The Roots of Racing
On July 22, 1894, the Le Petit Journal organised what is considered to be the world’s first car race from Paris to Rouen. Sporting events were a tried and tested form of publicity stunt and circulation booster. Pierre Giffard, the paper’s editor, promoted it as a Competition for Horeseless Carriages (Concours des Voitures sans Chevaux) that were not dangerous, easy to drive, and cheap during the journey. 102 people paid the 10 franc entrance fee.
69 cars started the 50 km (31 mi) selection event that would show which entrants would be allowed to start the main event, the 127 km (79 mi) race from Paris to Rouen. The entrants ranged from serious manufacturers like Peugeot, Panhardor De Dion to amateur owners, and only 25 were selected for the main race.
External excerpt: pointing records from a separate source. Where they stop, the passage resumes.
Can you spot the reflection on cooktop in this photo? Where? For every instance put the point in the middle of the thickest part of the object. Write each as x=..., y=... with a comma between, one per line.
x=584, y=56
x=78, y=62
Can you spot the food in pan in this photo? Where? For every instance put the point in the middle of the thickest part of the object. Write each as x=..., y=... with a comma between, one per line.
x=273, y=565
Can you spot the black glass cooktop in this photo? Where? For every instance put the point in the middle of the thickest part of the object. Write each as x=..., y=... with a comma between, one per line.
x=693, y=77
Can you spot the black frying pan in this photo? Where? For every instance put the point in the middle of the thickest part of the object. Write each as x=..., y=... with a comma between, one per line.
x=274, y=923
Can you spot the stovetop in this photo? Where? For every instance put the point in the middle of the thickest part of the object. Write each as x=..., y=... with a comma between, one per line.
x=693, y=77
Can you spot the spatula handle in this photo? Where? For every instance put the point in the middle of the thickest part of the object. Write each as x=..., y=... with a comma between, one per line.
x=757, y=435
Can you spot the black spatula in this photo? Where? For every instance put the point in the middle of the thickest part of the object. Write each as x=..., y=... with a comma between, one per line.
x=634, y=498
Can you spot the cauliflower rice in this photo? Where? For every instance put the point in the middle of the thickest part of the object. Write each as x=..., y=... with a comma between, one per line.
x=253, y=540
Count Jules-Albert de Dion was first into Rouen after 6 hours and 48 minutes at an average speed of 19 km/h.
The first auto race in the United States took place in Chicago, Illinois on November 28, 1895. The 54.36 mile (87.48 km) course ran from the South side of the city, north along the lakefront to Evanston, Illinois, and back again. Frank Duryea won the race in 10 hours and 23 minutes, beating three petrol-fueled motorcars.
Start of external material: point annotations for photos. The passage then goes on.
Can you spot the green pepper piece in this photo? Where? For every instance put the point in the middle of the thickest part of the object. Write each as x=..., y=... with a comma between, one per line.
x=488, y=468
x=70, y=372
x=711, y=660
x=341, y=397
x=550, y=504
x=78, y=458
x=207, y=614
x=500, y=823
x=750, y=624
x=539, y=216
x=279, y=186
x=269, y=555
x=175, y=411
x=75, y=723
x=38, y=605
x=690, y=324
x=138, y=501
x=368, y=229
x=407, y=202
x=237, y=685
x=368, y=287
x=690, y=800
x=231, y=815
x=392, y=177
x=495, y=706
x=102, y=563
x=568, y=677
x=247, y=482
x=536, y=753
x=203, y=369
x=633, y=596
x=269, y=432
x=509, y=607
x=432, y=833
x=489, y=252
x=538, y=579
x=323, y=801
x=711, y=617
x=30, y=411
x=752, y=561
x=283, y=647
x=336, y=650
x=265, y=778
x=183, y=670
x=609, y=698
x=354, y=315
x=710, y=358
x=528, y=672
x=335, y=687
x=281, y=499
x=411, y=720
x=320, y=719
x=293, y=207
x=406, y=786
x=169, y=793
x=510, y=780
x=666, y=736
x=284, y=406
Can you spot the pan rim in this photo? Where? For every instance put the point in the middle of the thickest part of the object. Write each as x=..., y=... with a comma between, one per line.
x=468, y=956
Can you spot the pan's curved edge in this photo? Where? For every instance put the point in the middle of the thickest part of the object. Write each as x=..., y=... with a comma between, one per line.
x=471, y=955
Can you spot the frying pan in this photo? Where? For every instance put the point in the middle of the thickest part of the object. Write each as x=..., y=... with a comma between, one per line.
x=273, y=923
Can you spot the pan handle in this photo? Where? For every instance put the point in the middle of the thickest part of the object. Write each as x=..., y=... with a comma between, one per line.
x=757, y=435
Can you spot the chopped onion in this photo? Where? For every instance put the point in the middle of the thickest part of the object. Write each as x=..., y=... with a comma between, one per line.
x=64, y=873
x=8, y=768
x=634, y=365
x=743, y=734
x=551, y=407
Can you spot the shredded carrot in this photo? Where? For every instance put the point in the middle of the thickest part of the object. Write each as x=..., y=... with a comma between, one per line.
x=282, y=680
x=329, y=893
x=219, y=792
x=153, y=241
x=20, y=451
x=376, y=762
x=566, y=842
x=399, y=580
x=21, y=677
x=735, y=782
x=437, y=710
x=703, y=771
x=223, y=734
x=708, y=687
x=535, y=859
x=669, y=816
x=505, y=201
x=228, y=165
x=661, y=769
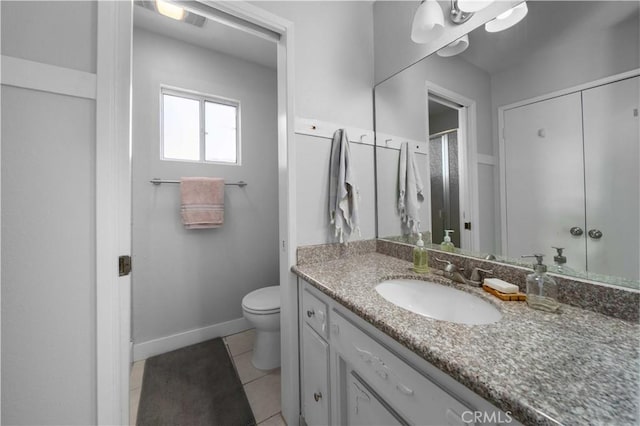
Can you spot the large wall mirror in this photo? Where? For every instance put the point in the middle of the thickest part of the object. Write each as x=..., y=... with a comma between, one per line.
x=526, y=142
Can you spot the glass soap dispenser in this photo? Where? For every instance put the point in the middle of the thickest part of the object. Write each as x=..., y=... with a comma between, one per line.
x=542, y=290
x=420, y=256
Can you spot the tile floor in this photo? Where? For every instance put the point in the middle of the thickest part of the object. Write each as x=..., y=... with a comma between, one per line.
x=261, y=386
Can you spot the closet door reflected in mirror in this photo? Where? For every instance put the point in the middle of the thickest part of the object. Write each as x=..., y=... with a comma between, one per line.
x=544, y=175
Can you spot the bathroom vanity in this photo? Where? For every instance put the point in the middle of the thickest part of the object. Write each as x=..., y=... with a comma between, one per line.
x=367, y=361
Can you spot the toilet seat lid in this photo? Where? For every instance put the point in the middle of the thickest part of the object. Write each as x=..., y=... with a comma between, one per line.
x=263, y=299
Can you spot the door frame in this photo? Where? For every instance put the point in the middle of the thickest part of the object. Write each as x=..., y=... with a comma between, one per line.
x=501, y=139
x=468, y=156
x=113, y=204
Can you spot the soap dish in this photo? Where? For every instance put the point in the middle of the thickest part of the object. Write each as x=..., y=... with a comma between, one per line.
x=505, y=296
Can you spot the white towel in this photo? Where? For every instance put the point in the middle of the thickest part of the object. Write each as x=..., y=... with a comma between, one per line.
x=409, y=188
x=343, y=190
The Milwaukee Mile is the oldest motor racing track in the world, with racing being held there since 1903. It was not, however, purpose built for motor racing, starting life as a one-mile (1.6 km) horse racing track in the 19th Century.
Art Ingels is generally accepted to be the father of karting. A veteran hot rodder and a race car builder at Kurtis Kraft, he built the first kart in Southern California in 1956.
The first kart manufacturer was an American company, Go Kart Manufacturing Co. (1958). McCulloch was the first company, in 1959, to produce engines for karts. Its first engine, the McCulloch MC-10, was an adapted chainsaw 2-stroke engine. Later, in the 1960s, motorcycle engines were also adapted for kart use.